Housing authority uses tax credit model to move projects forward
Getting affordable housing units online for low-income residents is difficult — and the process behind construction has undergone change since the late 1990s.
The Santa Fe Civic Housing Authority — an independent nonprofit that works to ensure rental units remain affordable in the city — has sought out limited partners for projects in the push to get units online. In these cases, the authority serves as the "general partner" and has less than a 1% ownership stake in many properties in its portfolio.
The quasi-governmental organization has an annual budget of around $15 million, Executive Director Ed Romero said, with about $10 million coming in grants and the other $5 million from a combination of federal contracts and tenants' rent payments.
housing-authority.pdf
Among the properties in the housing authority's portfolio are Española Public Housing, which spans 178 units; Villa Hermosa, a 116-unit public housing community in the St. Francis Drive corridor; and Phase 2 of the Tierra Contenta project, which has 80 units. In the town of Bernallillo, it also controls the 96-unit Village in the Bosque.
Romero noted the authority has fewer units on the east side of Santa Fe, a historic area with more stringent restrictions for construction. The nonprofit's affordable housing projects in Santa Fe have land-use restrictive agreements, or LURAs, guaranteeing they receive a specific number of Low-Income Housing Tax Credits from the federal government over a specific time period.
The model is one in which housing authorities have converted public housing stock to project-based rentals, leveraging federal government programs that allow them to convert public units to Housing Choice aid vouchers to ensure affordability for low-income residents. The investor in these projects assumes the role of limited partner and receives tax credits in return.
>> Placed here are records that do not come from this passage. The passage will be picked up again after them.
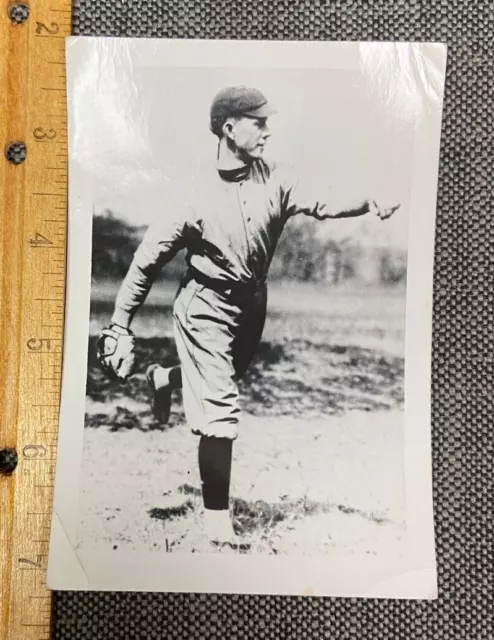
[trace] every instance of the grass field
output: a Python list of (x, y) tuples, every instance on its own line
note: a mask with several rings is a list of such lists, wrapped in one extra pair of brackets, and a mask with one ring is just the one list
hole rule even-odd
[[(151, 362), (177, 362), (173, 294), (156, 287), (140, 310), (138, 370), (120, 385), (94, 354), (115, 287), (93, 287), (80, 546), (211, 551), (180, 396), (161, 427), (144, 378)], [(232, 510), (250, 551), (375, 554), (399, 542), (404, 316), (402, 289), (271, 284), (234, 447)]]

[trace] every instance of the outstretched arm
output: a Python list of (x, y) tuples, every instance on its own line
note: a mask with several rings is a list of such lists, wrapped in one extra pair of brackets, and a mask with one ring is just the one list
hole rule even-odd
[(148, 228), (118, 292), (112, 323), (129, 328), (161, 269), (184, 247), (183, 227), (175, 220)]
[(281, 179), (280, 192), (281, 206), (287, 218), (301, 213), (325, 220), (353, 218), (370, 213), (385, 220), (400, 206), (383, 206), (367, 195), (360, 194), (358, 188), (348, 192), (337, 186), (321, 189), (315, 181), (294, 177), (293, 171), (285, 173)]

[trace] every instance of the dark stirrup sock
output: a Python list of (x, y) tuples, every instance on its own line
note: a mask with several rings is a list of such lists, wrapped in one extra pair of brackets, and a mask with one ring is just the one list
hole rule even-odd
[(229, 438), (201, 436), (199, 473), (206, 509), (228, 509), (232, 472), (233, 441)]
[(172, 389), (182, 388), (182, 367), (173, 367), (170, 370), (170, 386)]

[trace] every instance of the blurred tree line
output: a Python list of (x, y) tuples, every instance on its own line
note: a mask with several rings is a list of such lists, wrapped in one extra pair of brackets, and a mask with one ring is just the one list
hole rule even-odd
[[(291, 226), (281, 236), (270, 269), (271, 279), (291, 278), (338, 284), (354, 280), (367, 284), (398, 284), (406, 279), (407, 257), (403, 250), (366, 246), (359, 238), (322, 240), (317, 225), (307, 220)], [(131, 226), (106, 210), (93, 216), (92, 275), (120, 280), (146, 231)], [(185, 269), (179, 253), (164, 270), (167, 280), (178, 280)]]

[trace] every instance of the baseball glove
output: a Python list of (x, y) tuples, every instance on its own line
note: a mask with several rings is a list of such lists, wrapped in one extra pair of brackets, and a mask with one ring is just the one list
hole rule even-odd
[(135, 336), (129, 329), (111, 324), (101, 332), (97, 343), (97, 357), (103, 371), (110, 378), (127, 380), (135, 365)]

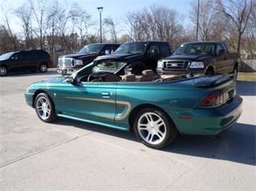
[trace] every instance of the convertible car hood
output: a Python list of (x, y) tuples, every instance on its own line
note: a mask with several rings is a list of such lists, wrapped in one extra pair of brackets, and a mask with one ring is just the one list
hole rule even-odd
[(56, 78), (48, 78), (48, 79), (46, 79), (46, 80), (43, 80), (42, 81), (39, 81), (39, 82), (36, 82), (36, 83), (32, 83), (32, 85), (33, 84), (45, 84), (45, 83), (63, 83), (63, 81), (67, 77), (65, 76), (65, 77), (62, 77), (62, 76), (60, 76), (60, 77), (56, 77)]
[(232, 74), (224, 74), (215, 76), (202, 75), (202, 78), (193, 80), (193, 85), (198, 88), (214, 86), (216, 84), (229, 81), (231, 79), (234, 80), (234, 76)]

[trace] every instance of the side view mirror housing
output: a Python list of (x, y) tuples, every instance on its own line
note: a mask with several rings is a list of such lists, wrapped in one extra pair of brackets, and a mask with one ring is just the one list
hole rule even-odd
[(219, 51), (218, 55), (219, 55), (219, 56), (221, 56), (221, 55), (225, 55), (225, 52), (226, 52), (225, 50), (220, 50)]
[(69, 76), (68, 79), (66, 79), (66, 82), (69, 83), (72, 83), (74, 82), (74, 80), (72, 76)]

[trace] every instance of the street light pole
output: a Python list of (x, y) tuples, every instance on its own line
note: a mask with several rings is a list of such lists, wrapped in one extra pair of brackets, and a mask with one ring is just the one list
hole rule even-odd
[(97, 7), (100, 12), (100, 43), (102, 43), (102, 11), (103, 6)]

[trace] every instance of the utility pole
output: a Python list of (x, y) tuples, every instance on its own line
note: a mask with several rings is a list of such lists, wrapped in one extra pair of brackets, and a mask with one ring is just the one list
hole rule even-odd
[(198, 41), (199, 7), (200, 7), (200, 0), (198, 1), (198, 19), (196, 22), (196, 37), (195, 37), (196, 42)]
[(97, 7), (100, 12), (100, 43), (102, 43), (102, 11), (103, 6)]

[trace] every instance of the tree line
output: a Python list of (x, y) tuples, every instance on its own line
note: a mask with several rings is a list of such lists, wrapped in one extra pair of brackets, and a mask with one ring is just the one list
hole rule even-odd
[[(17, 8), (0, 4), (0, 55), (23, 49), (50, 54), (74, 53), (100, 42), (100, 24), (77, 3), (27, 0)], [(224, 41), (244, 58), (256, 57), (256, 2), (252, 0), (192, 0), (187, 14), (157, 4), (125, 12), (120, 19), (102, 18), (102, 42), (163, 40), (175, 49), (190, 41)], [(18, 31), (11, 19), (19, 21)], [(187, 22), (184, 22), (187, 20)]]

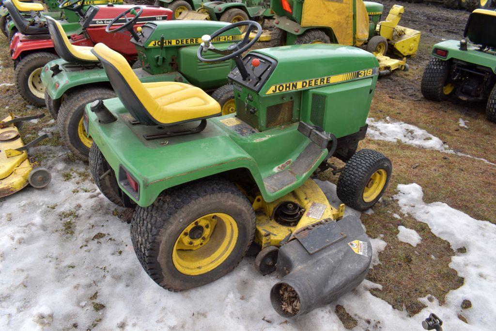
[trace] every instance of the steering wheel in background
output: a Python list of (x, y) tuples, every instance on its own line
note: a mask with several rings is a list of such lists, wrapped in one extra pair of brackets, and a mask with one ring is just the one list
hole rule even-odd
[[(139, 9), (139, 11), (136, 11), (136, 10)], [(137, 34), (134, 31), (134, 27), (136, 24), (136, 22), (138, 20), (138, 18), (141, 15), (141, 13), (143, 12), (143, 7), (140, 6), (136, 6), (135, 7), (133, 7), (132, 8), (130, 8), (124, 12), (121, 13), (116, 18), (110, 21), (107, 26), (105, 27), (105, 32), (108, 33), (114, 33), (118, 31), (122, 31), (123, 30), (127, 30), (129, 31), (131, 34), (132, 35), (132, 37), (134, 38), (134, 40), (137, 41), (139, 40), (139, 36), (138, 36)], [(129, 19), (127, 17), (127, 14), (130, 13), (131, 15), (134, 15), (134, 17), (132, 18)], [(121, 18), (124, 18), (125, 21), (124, 24), (121, 26), (111, 30), (111, 28), (112, 25), (118, 22), (119, 19)]]
[[(243, 37), (243, 39), (241, 41), (230, 45), (225, 51), (217, 49), (214, 46), (213, 44), (212, 44), (212, 42), (222, 33), (231, 29), (234, 29), (242, 25), (248, 25), (248, 28), (246, 29), (245, 37)], [(256, 35), (255, 35), (253, 39), (250, 40), (249, 34), (252, 31), (255, 29), (257, 30)], [(261, 35), (262, 35), (262, 27), (256, 22), (254, 22), (253, 21), (243, 21), (233, 23), (232, 24), (229, 24), (221, 29), (219, 29), (210, 35), (205, 35), (202, 36), (201, 37), (201, 41), (203, 42), (201, 43), (201, 44), (198, 49), (196, 56), (198, 57), (199, 60), (202, 62), (207, 63), (222, 62), (234, 59), (234, 62), (236, 64), (236, 66), (238, 67), (238, 69), (240, 70), (241, 77), (243, 78), (243, 80), (246, 80), (248, 78), (249, 74), (246, 67), (243, 64), (243, 60), (241, 59), (241, 56), (243, 53), (254, 45), (255, 43), (260, 38)], [(215, 59), (205, 59), (203, 57), (203, 54), (209, 51), (217, 53), (217, 54), (220, 54), (223, 56), (216, 58)]]

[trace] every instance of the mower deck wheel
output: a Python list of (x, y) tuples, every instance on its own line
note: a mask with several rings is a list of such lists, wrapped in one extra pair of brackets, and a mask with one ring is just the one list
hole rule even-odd
[(236, 112), (236, 102), (234, 99), (234, 87), (226, 84), (217, 89), (212, 94), (212, 97), (220, 105), (223, 115)]
[(434, 101), (446, 100), (453, 92), (454, 85), (447, 81), (451, 63), (432, 58), (429, 61), (420, 83), (420, 90), (424, 97)]
[(82, 160), (87, 160), (93, 140), (83, 125), (84, 107), (97, 100), (115, 98), (114, 90), (105, 86), (82, 87), (66, 93), (57, 116), (57, 126), (64, 143)]
[(35, 189), (43, 189), (47, 187), (52, 181), (52, 175), (47, 168), (40, 167), (35, 168), (29, 173), (28, 181)]
[(496, 84), (493, 88), (486, 106), (486, 117), (492, 122), (496, 123)]
[(232, 270), (253, 241), (255, 213), (233, 183), (210, 178), (163, 193), (137, 206), (131, 239), (138, 260), (157, 284), (178, 291)]
[(90, 149), (89, 164), (90, 172), (102, 194), (117, 205), (124, 206), (116, 174), (95, 143), (91, 145)]
[(338, 198), (360, 211), (376, 202), (391, 177), (391, 161), (373, 149), (361, 149), (346, 162), (338, 180)]
[(279, 248), (267, 246), (260, 251), (255, 259), (255, 267), (262, 275), (266, 275), (276, 270)]
[(45, 86), (40, 75), (47, 63), (58, 59), (55, 54), (39, 52), (26, 56), (15, 67), (15, 82), (17, 91), (28, 103), (45, 106)]

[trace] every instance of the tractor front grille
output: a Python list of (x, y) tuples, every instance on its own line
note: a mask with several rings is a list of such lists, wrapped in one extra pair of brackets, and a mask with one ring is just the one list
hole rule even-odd
[(326, 96), (321, 94), (311, 96), (311, 106), (310, 110), (310, 121), (313, 125), (321, 128), (324, 126), (324, 110), (325, 109)]
[(267, 107), (265, 128), (291, 123), (293, 121), (293, 100)]

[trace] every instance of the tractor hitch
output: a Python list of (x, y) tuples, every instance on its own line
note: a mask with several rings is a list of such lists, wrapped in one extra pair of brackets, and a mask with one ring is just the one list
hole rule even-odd
[(282, 278), (270, 291), (279, 315), (290, 318), (309, 313), (365, 278), (372, 247), (356, 216), (321, 221), (294, 237), (279, 248), (277, 271)]

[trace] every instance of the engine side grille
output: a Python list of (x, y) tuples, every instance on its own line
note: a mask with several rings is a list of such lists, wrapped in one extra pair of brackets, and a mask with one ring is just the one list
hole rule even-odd
[(293, 121), (293, 100), (267, 107), (265, 127), (272, 128)]

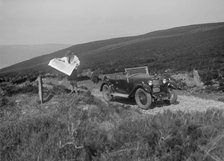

"The way the tax credit project works is you have a deal in which you bring on an equity investor," Romero said. "The equity investor gets credits, plus they get 99% of the income and losses of a property for the next 15 to 30 years, depending on how long they want to stay in the project.
"But what they bring to it is 70% of the capital that is required to remodel the apartments," he said, "and it's a structure that HUD turned to back in '97, '98 when they stopped funding the construction of affordable housing."